How are we reacting to the new Republican tax law?
Well, I’ve crunched the numbers and my partner and I will be around $3-4k short of the new standard deduction, not including charitable contributions. This gap will widen over time as we pay down our mortgage and our interest deduction declines.
Since we plan to continue donating 10% of our net income, we can pretty easily surpass this $3-4k gap each year if we give as normal. But it would be more tax efficient to bunch our giving so that we give the same amount on average, but only every other year. Applying such a strategy would net us an average of $385 in greater tax refunds every year (growing slightly over time). Not a life changing amount, but not chump change either.
The big downside to such a plan is that we would, in essence, be “delaying” charitable donations which could be well used by our favorite institutions sooner than later. I put a pretty high discount rate on donations– I think $50 to a cause today is worth way more than $50 to a cause a year from now. Because who knows what the world will look like a year from now. Plus, if we lived our whole lives around financial optimization, we wouldn’t be giving this much to begin with.
Alternatively, we could “prepay” charitable donations a year early. Which, if you believe the stock market will continue its bonanza of 20% annual increases, means we’ll be missing on non-trivial market gains.
So where does that leave us? To bunch or not to bunch?

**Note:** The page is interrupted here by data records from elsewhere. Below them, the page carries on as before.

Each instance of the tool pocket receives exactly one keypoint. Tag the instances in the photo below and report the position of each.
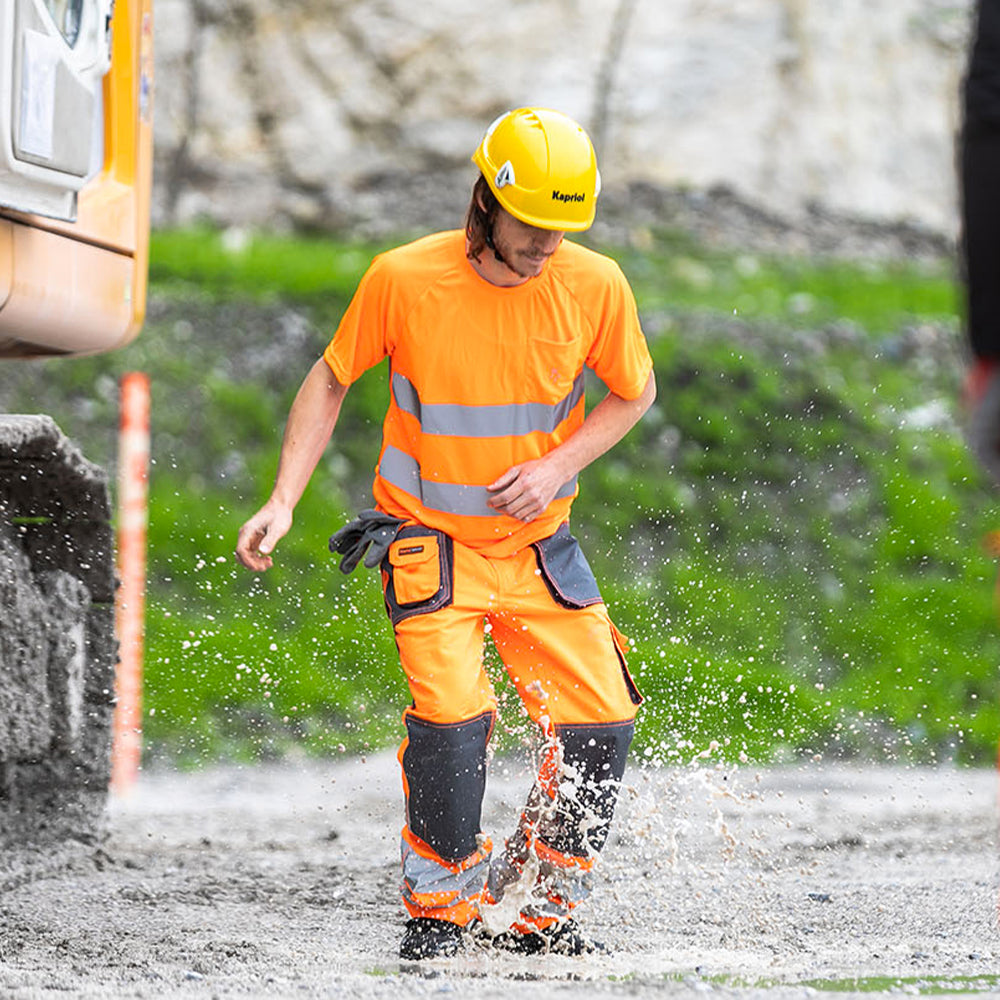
(418, 573)
(565, 570)
(621, 647)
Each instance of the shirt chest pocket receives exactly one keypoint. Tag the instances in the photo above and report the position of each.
(551, 366)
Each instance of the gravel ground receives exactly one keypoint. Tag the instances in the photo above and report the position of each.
(281, 882)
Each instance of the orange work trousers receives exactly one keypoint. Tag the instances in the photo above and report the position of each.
(566, 660)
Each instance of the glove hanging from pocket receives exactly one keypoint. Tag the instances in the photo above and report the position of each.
(370, 527)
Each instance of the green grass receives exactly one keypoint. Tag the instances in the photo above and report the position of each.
(791, 537)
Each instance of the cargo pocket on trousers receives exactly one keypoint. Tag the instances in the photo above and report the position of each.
(621, 647)
(418, 573)
(565, 570)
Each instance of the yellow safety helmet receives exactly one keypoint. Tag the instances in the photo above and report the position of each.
(542, 168)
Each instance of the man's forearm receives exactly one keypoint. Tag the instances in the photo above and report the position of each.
(310, 423)
(603, 428)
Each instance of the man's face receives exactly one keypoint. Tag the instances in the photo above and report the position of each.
(524, 248)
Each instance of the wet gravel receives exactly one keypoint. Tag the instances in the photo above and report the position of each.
(281, 882)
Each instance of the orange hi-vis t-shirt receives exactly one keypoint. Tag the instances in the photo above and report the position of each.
(483, 377)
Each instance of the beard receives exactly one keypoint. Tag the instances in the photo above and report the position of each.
(524, 262)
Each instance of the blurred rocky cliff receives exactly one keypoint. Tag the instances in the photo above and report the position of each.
(362, 114)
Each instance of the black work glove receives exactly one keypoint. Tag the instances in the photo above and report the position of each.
(369, 527)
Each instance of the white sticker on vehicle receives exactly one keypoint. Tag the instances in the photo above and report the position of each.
(38, 94)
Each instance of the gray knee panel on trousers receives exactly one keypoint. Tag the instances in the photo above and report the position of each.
(445, 769)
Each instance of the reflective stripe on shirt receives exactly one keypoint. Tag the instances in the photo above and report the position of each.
(403, 472)
(484, 421)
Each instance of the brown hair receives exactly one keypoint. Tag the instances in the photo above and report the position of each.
(479, 222)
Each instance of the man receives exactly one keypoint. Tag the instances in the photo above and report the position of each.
(488, 331)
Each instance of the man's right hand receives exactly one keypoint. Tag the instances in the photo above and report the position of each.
(261, 534)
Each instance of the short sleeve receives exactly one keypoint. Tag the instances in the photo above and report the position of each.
(363, 335)
(619, 355)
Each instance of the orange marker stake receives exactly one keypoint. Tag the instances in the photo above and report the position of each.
(133, 481)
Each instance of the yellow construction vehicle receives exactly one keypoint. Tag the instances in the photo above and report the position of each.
(76, 82)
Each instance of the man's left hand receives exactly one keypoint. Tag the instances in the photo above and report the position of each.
(525, 490)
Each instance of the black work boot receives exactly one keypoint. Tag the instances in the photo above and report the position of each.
(429, 938)
(559, 939)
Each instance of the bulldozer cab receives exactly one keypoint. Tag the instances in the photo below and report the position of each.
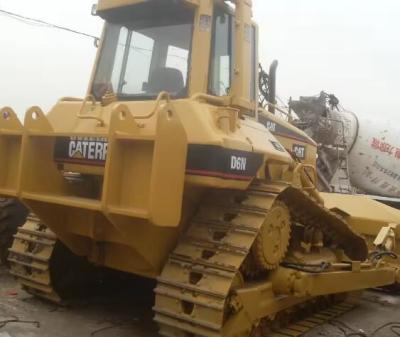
(181, 47)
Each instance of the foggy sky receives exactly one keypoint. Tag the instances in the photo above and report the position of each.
(347, 47)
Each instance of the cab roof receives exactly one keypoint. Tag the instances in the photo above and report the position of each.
(105, 5)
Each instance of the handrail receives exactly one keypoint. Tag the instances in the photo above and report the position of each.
(83, 116)
(224, 100)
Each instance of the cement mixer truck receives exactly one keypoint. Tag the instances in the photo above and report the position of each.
(355, 154)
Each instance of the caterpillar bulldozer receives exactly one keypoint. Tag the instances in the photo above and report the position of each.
(165, 170)
(356, 166)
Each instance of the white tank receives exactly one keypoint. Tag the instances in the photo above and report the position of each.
(374, 158)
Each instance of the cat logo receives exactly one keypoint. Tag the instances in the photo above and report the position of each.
(81, 150)
(238, 163)
(88, 149)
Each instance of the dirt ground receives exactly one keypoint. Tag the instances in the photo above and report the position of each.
(128, 313)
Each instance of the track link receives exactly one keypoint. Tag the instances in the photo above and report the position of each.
(194, 289)
(29, 258)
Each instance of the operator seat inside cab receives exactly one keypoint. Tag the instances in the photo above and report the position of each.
(166, 79)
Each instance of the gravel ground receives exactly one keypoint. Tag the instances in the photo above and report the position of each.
(128, 313)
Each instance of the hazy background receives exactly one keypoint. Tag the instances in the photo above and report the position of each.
(347, 47)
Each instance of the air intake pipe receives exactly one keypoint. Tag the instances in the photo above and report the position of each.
(272, 86)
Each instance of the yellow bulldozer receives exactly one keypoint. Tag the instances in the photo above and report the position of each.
(165, 170)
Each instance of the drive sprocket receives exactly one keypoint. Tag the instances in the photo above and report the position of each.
(272, 242)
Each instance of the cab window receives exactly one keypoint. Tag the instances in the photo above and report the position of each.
(222, 54)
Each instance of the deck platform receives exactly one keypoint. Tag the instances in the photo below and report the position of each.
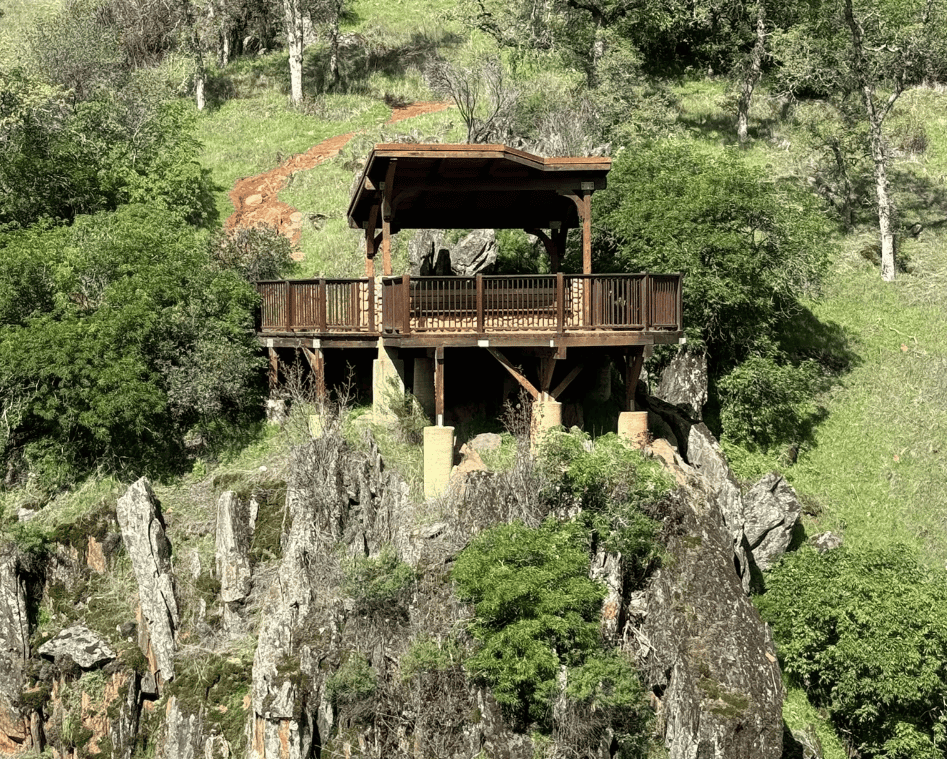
(553, 310)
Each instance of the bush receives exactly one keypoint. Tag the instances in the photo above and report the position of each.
(612, 483)
(865, 633)
(536, 608)
(353, 681)
(378, 583)
(750, 248)
(537, 613)
(765, 402)
(151, 342)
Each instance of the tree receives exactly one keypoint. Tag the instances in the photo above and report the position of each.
(865, 633)
(749, 247)
(872, 50)
(120, 335)
(753, 73)
(294, 26)
(483, 94)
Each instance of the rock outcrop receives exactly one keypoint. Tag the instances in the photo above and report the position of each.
(430, 256)
(80, 645)
(143, 532)
(707, 656)
(684, 382)
(233, 537)
(771, 512)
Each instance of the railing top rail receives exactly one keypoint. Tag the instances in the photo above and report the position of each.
(315, 281)
(400, 277)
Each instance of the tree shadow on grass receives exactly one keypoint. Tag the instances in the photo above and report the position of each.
(361, 57)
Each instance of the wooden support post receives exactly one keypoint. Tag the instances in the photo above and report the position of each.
(317, 364)
(387, 213)
(371, 306)
(517, 375)
(322, 298)
(559, 238)
(386, 247)
(560, 302)
(479, 304)
(371, 242)
(634, 362)
(274, 369)
(585, 215)
(439, 385)
(406, 305)
(646, 302)
(547, 365)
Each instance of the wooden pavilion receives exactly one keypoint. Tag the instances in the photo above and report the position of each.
(412, 186)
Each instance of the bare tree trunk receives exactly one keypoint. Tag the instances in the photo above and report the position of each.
(753, 73)
(334, 51)
(225, 45)
(887, 213)
(293, 18)
(879, 152)
(199, 84)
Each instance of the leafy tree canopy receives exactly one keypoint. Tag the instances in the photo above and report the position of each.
(866, 634)
(119, 336)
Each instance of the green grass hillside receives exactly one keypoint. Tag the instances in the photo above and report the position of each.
(872, 468)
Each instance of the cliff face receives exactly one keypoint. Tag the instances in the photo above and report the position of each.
(318, 619)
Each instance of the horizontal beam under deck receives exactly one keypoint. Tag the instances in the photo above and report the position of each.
(472, 340)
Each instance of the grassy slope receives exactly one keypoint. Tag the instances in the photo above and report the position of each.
(876, 462)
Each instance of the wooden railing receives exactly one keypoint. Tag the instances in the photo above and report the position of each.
(481, 304)
(318, 305)
(538, 303)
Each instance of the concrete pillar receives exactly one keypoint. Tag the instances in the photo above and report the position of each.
(546, 415)
(438, 459)
(424, 384)
(316, 425)
(387, 378)
(633, 427)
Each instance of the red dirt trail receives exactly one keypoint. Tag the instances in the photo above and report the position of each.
(255, 198)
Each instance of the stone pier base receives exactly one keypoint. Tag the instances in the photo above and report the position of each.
(424, 384)
(438, 459)
(633, 427)
(546, 415)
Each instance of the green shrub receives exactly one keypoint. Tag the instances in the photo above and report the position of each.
(765, 402)
(612, 482)
(380, 582)
(429, 655)
(353, 681)
(865, 633)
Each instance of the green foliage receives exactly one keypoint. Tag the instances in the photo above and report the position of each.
(258, 252)
(750, 248)
(535, 608)
(61, 155)
(865, 634)
(429, 655)
(134, 339)
(613, 483)
(216, 685)
(354, 681)
(379, 582)
(765, 402)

Since we “prepaid” a lot of our charitable obligation for this year, I am inclined to donate the remainder of this year’s charitable obligation and then “prepay” next year’s obligations into a donor advised fund. From an efficient giving standpoint, I still think it is better to just donate the extra to charity now and eschew the DAF altogether. But from a mental accounting standpoint, having the money under my “advisement” (read: basically under my control except legally?) is strangely comforting. Plus, setting up a charitable foundation in anticipation for our wedding might be nice. Have our guests donate into our charitable pot rather than buying us a toaster oven we’ll never use.
Are you changing your tax strategy due to the new tax law? Will it affect your charitable giving?
7 thoughts on “Tax Optimization and Charitable Giving”
For now, we aren’t likely to change our strategy because, with only a light crunching of numbers, I think the sad reality is that our mortgage interest and property tax are high enough to continue itemizing deductions for at least another couple of years. I’d love for that to change but our days of paying down the mortgage in large chunks are behind us for now. But before we run out of the high mortgage interest, we may consider opening up the DAF. I’m glad we have a couple years to decide that, though.
That sounds like a very reasonable plan. I worry for myself that the new law gives weird incentives on how and when to allocated charitable giving, so it’s good to hear that at least for now others are keeping on keeping on.
Our mortgage interest is high enough that we aren’t affected, and that is like to be the case for the next ~7 years (although we are likely to do some prepayments so maybe not quite that long). Our property/state tax will always be >$10k.
Seven years is a good amount of time. At this rate, we might have an entirely new tax system by then.
We weren’t even that close to itemizing with the previous tax laws, so it will hardly affect our giving. Mortgage interest and property taxes are under $7,000 a year for us. Though our mortgage interest rate is going up a good chunk this year, so we will pay at least another $1,000 in interest this year. My husband wishes I had done the 15 year mortgage instead of the ARM, oops.
I feel like a weird trick of the human psyche is happening where I feel less likely to pay down my mortgage now vs. before the tax bill. Which rationally makes no sense– the marginal effect was greater before than now– but it is what it is.
That’s interesting. I guess itemizing didn’t mean that much to us, but also I’m not any more interested in paying the mortgage down now. The more the housing market increases the condo value, the less I want to pay the mortgage down too. We are hoping to refinance to a 10 year mortgage soon though to help calm the mortgage interest rate.